Keir Starmer Is Sucking Up to the Far Right
Visiting Rome this week, Keir Starmer might have been expected to signal political differences with Giorgia Meloni. Instead he endorsed her approach to repressing migration, showing how much liberals have swallowed the far right’s agenda.

Keir Starmer and Giorgia Meloni at Villa Pamphilj in Rome, Italy, on September 16, 2024. (Riccardo De Luca / Anadolu via Getty Images)
When Keir Starmer scrapped the Tories’ disastrous Rwanda deportations deal within days of assuming office, there was a sigh of relief. Many welcomed what seemed to be a decisive shift away from the previous government’s strategy of using relentless cruelty toward people migrating to distract from their failures to govern.
Some even hoped that Labour’s campaign — which featured a defecting hard-right Conservative MP arguing that the Tories were insufficiently tough on borders — was merely a clever electoral maneuver.
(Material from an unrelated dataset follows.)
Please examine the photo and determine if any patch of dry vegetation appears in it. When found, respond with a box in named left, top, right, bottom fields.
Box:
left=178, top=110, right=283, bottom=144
But as the Labour government ramps up mass deportations and raids on workplaces, reopens abuse-ridden detention centers, and mulls returning the UK back to the fold of a deadly European migration control regime, it looks like Starmer’s campaign should be taken at its word.
This week, the prime minister is in Italy breaking bread with Giorgia Meloni, a leader who came to power at the head of a party built in the aftermath of World War II to maintain the legacy of Benito Mussolini and Italian fascism. Starmer says he wants to learn from and cooperate with Meloni’s approach to migration.